The target set by the bailout agreement is for a primary surplus equal to 3 percent of gross domestic product. The agreement reached at the February 20 Eurogroup provides for the level of the primary surplus to be determined by the extent of growth, and with this in mind the Greek side is now arguing that the new target should be between 1.2 and 1.5 percent of GDP.
However, in the latest list of reforms and measures sent to the country’s creditors by Finance Minister Yanis Varoufakis there is a chart that takes into account the rise in revenues the ministry expects from the measures it proposes and puts the expected primary surplus at between 3.1 and 3.9 percent of GDP for this year.
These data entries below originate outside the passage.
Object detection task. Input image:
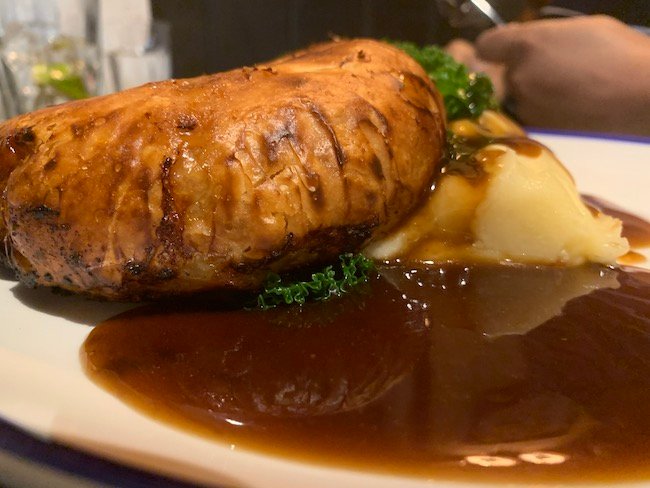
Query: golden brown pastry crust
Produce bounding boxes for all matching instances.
[0,40,445,299]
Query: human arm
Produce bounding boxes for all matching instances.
[476,16,650,135]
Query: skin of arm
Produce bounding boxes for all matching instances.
[460,16,650,135]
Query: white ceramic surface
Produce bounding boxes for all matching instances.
[0,134,650,488]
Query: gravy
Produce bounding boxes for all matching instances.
[82,265,650,483]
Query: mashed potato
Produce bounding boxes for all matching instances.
[365,112,629,265]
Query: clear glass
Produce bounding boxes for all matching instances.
[0,0,100,117]
[108,21,172,91]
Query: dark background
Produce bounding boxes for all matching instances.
[152,0,650,77]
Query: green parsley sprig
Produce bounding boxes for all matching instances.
[392,41,498,120]
[257,253,375,310]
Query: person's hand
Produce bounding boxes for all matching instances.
[476,16,650,135]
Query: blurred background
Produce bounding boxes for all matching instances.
[0,0,650,118]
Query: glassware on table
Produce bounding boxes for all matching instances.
[108,20,172,91]
[0,0,100,117]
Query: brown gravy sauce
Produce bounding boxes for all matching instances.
[82,265,650,483]
[582,195,650,248]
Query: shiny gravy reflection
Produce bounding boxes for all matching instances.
[82,265,650,482]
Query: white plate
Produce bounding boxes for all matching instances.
[0,133,650,488]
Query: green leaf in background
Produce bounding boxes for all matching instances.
[32,63,90,100]
[391,41,498,120]
[257,253,375,310]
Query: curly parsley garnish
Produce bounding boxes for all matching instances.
[391,41,498,120]
[257,253,375,310]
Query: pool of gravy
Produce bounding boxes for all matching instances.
[81,265,650,483]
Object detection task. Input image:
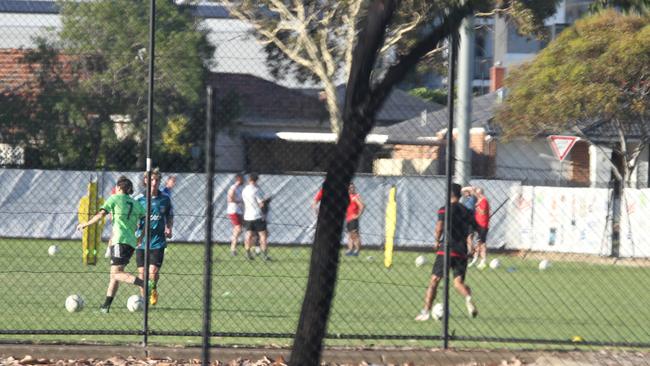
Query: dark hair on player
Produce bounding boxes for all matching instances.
[451,183,461,198]
[116,175,133,194]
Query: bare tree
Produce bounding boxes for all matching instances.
[290,0,556,366]
[223,0,436,135]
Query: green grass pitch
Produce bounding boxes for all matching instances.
[0,239,650,345]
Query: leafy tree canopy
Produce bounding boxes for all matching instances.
[496,10,650,142]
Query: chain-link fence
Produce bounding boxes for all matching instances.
[0,0,650,364]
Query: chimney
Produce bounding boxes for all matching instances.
[490,61,506,93]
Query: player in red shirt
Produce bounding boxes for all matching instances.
[345,183,366,257]
[472,187,490,269]
[415,183,478,321]
[311,183,366,257]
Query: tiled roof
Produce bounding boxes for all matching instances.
[372,93,497,142]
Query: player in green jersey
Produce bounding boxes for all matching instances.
[77,176,146,313]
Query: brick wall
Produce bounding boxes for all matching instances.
[569,141,589,184]
[0,48,35,94]
[391,129,496,177]
[391,145,440,160]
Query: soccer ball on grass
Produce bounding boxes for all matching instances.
[47,245,61,255]
[65,295,84,313]
[431,302,451,320]
[126,295,144,313]
[539,259,551,271]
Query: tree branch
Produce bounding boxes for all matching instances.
[371,1,474,109]
[379,13,422,53]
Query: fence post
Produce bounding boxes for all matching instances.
[201,86,215,365]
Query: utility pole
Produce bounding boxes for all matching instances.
[449,12,474,186]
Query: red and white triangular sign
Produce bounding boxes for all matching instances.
[548,135,580,161]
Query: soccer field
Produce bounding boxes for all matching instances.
[0,239,650,345]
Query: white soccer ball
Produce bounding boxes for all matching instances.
[126,295,144,313]
[47,245,61,255]
[65,295,84,313]
[415,255,427,267]
[431,302,451,320]
[539,259,551,271]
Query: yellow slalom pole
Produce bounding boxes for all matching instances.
[384,186,397,268]
[79,179,105,265]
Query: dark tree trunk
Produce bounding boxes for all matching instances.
[289,0,472,366]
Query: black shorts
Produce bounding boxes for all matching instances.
[476,226,489,243]
[431,254,467,280]
[111,244,135,266]
[345,219,359,232]
[135,248,165,268]
[244,219,266,233]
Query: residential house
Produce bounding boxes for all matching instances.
[372,67,650,187]
[0,0,440,172]
[209,73,442,172]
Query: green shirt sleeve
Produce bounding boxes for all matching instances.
[99,195,115,213]
[135,202,147,218]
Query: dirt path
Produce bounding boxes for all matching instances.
[0,344,650,366]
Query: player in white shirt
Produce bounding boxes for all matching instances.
[226,174,244,256]
[242,173,271,261]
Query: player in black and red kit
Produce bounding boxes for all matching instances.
[415,183,478,321]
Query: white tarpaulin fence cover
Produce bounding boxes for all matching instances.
[0,169,650,257]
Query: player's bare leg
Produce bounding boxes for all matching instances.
[230,225,241,256]
[475,241,487,268]
[454,276,478,318]
[244,230,253,259]
[345,231,356,256]
[257,230,271,261]
[467,234,478,267]
[138,264,160,305]
[99,266,124,313]
[352,230,361,255]
[415,275,440,321]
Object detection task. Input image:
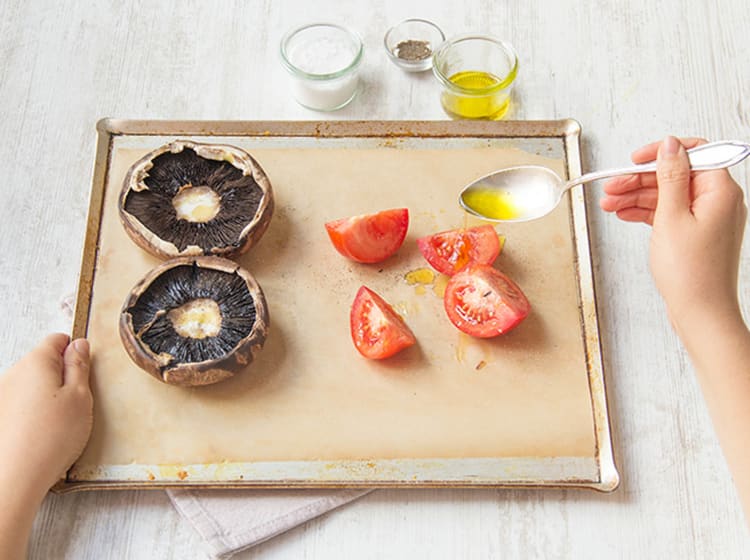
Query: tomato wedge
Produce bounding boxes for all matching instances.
[443,264,531,338]
[325,208,409,263]
[417,225,500,276]
[349,286,417,360]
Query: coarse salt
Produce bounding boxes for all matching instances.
[282,24,362,111]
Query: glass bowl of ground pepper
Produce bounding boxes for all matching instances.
[384,19,445,72]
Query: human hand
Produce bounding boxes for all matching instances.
[600,136,747,330]
[0,333,93,501]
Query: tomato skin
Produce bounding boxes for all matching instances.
[417,225,501,276]
[349,286,417,360]
[443,264,531,338]
[325,208,409,263]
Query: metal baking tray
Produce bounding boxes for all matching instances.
[55,119,619,492]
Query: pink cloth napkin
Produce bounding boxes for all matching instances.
[167,490,371,558]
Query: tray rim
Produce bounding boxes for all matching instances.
[57,118,620,493]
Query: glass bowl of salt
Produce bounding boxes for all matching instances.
[281,23,364,111]
[383,19,445,72]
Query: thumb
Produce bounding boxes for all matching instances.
[655,136,690,220]
[63,338,90,386]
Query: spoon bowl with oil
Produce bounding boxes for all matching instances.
[459,141,750,222]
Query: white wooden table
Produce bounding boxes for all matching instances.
[0,0,750,560]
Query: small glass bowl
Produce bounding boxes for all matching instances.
[432,35,518,120]
[280,23,364,111]
[383,19,445,72]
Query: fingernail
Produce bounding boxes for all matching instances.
[661,136,680,156]
[73,338,89,356]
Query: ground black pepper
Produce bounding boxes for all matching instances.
[393,39,432,61]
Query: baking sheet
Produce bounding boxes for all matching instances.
[60,121,618,490]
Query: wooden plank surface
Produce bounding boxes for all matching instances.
[0,0,750,559]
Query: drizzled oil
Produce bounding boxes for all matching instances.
[442,70,510,120]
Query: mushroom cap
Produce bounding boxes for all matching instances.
[119,257,270,387]
[118,140,274,258]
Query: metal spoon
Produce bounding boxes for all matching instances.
[459,141,750,222]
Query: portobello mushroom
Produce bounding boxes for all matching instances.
[118,140,274,258]
[119,257,269,386]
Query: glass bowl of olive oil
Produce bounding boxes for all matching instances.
[432,35,518,120]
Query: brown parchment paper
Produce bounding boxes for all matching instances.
[71,138,596,474]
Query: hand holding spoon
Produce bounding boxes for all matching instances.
[459,141,750,222]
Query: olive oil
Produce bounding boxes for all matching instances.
[404,268,435,286]
[442,70,510,120]
[461,188,524,220]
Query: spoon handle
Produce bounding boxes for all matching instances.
[563,140,750,191]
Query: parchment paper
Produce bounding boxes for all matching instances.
[71,138,596,474]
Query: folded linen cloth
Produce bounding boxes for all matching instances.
[60,294,371,558]
[167,490,372,559]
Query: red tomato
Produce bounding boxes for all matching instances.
[349,286,417,360]
[417,225,500,276]
[443,264,531,338]
[326,208,409,263]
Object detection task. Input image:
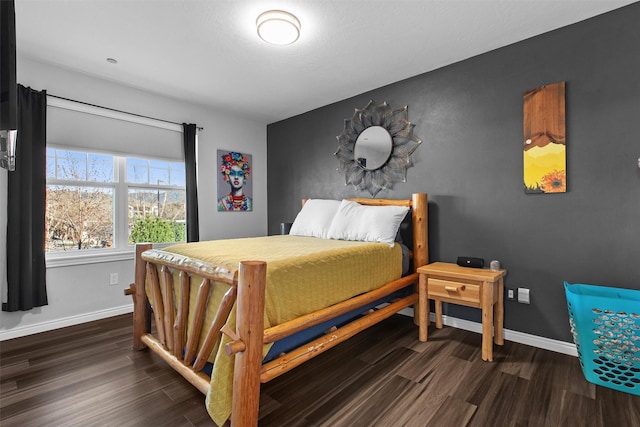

This is because the measures proposed are seen having an impact of between 4.7 and 6.1 billion euros.
In this context, Thursday’s ministry statement raised more than a few eyebrows as it effectively questioned the very efficiency of the measures it has submitted. “If eventually the highest revenue expectations are realized, then public spending will rise accordingly and therefore expenditure for combating the humanitarian crisis,” the ministry said in its statement.
It added that “the Finance Ministry wishes again to make it clear that it remains committed to the target of 1.2 percent [of GDP] as this rate is close to the minimum level of its forecasts and not the maximum one, which has been used by those who spoke of a rate above 3 percent,” despite the fact that the forecast for a primary surplus of 3.1-3.9 percent of GDP is included in the text of the Greek proposals.
Just as the Finance Ministry issued that statement, the prime minister’s office noted that the target for this year’s primary surplus will be between 1.2 and 1.5 percent of GDP and characterized the Greek proposals as “a working text” and not an agreement text. “It is estimated that if all measures are successfully implemented they should produce a fiscal benefit of 4.7-6.1 billion euros,” a source from the prime minister’s office said, adding that “a fiscal measure has never performed fully.”
In that context, the prime minister’s office noted that “if we achieve any surpluses above the level we have committed to [1.2-1.5 percent], they will be returned to the social groups that are experiencing the consequences of the crisis in a tragic way, through the realization of the government’s election pledges.” It then insisted that “the baseline scenario is for a primary surplus of 1.2-1.5 percent of GDP.”